The attorney general’s utterly gratuitous defamation of young Latino immigrants tells you everything you need to know about the decision to kill DACA. Before Tuesday, the Trump administration seemed eager to frame its DACA decision as respect for constitutional separation of powers: Congress, it insisted, not the president, must set immigration policy. But after Sessions’ speech, it is difficult to view this move as anything other than an attempt to implement the white nationalism that Trump and Sessions campaigned on.”
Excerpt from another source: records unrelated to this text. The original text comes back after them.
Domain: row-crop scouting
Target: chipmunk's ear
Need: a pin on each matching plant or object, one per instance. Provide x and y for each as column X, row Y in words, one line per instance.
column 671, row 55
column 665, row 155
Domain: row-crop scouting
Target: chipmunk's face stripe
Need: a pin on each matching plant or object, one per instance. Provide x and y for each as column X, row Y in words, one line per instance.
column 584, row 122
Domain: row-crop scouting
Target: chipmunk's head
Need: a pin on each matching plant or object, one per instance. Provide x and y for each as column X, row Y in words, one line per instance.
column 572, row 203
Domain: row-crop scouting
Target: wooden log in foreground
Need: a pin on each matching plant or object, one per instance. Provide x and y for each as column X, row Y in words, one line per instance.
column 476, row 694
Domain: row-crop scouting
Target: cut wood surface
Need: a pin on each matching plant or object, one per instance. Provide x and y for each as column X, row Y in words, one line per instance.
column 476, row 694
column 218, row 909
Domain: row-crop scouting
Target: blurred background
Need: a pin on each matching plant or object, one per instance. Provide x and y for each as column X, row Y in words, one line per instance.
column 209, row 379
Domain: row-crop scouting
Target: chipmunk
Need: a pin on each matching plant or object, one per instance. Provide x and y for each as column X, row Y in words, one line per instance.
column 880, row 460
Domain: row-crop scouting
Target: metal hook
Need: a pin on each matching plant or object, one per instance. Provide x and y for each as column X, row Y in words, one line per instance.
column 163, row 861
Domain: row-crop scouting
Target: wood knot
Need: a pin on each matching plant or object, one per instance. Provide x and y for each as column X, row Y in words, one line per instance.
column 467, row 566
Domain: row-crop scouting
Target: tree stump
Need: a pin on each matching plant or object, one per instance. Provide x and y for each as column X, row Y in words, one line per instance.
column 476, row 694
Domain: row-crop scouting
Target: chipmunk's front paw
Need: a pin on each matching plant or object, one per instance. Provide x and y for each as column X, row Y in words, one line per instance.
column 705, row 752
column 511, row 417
**********************************************

Read the full report at the link.

It shouldn’t be news by now that “Gonzo Apocalypto” is a lifelong racist and White Nationalist totally unfit to serve as Attorney General. That’s what Liz Warren and others said during the confirmation process when Sessions’s GOP “fellow travelers” were so eager to brush over his un-American record and his anti-American views.

Latinos, Asians, Blacks, Jews and other American minorities need to unite with those of us who don’t want a return to the “Jim Crow” American South of the earlier 20th Century (which spawned the likes of Sessions and where the white GOP population is still racially and culturally tone deaf) behind some good candidates, get out the vote, and throw the White Nationalists and their GOP enablers and apologists (guys like Mitch McConnell, Paul Ryan, and most of the rest of the today’s GOP legislators who take responsibility for nothing while encouraging the Trump Administration’s outrageous conduct by refusing to join with Congressional Democrats to “just say no'”) out of office at the ballot box.  Otherwise, there won’t be an America in the future. We’ve got to stop letting “the “30%” who either never knew or have forgotten what it means to be a real American run roughshod over our country and particularly our kids. It’s going to be a long four years. Feels like it already.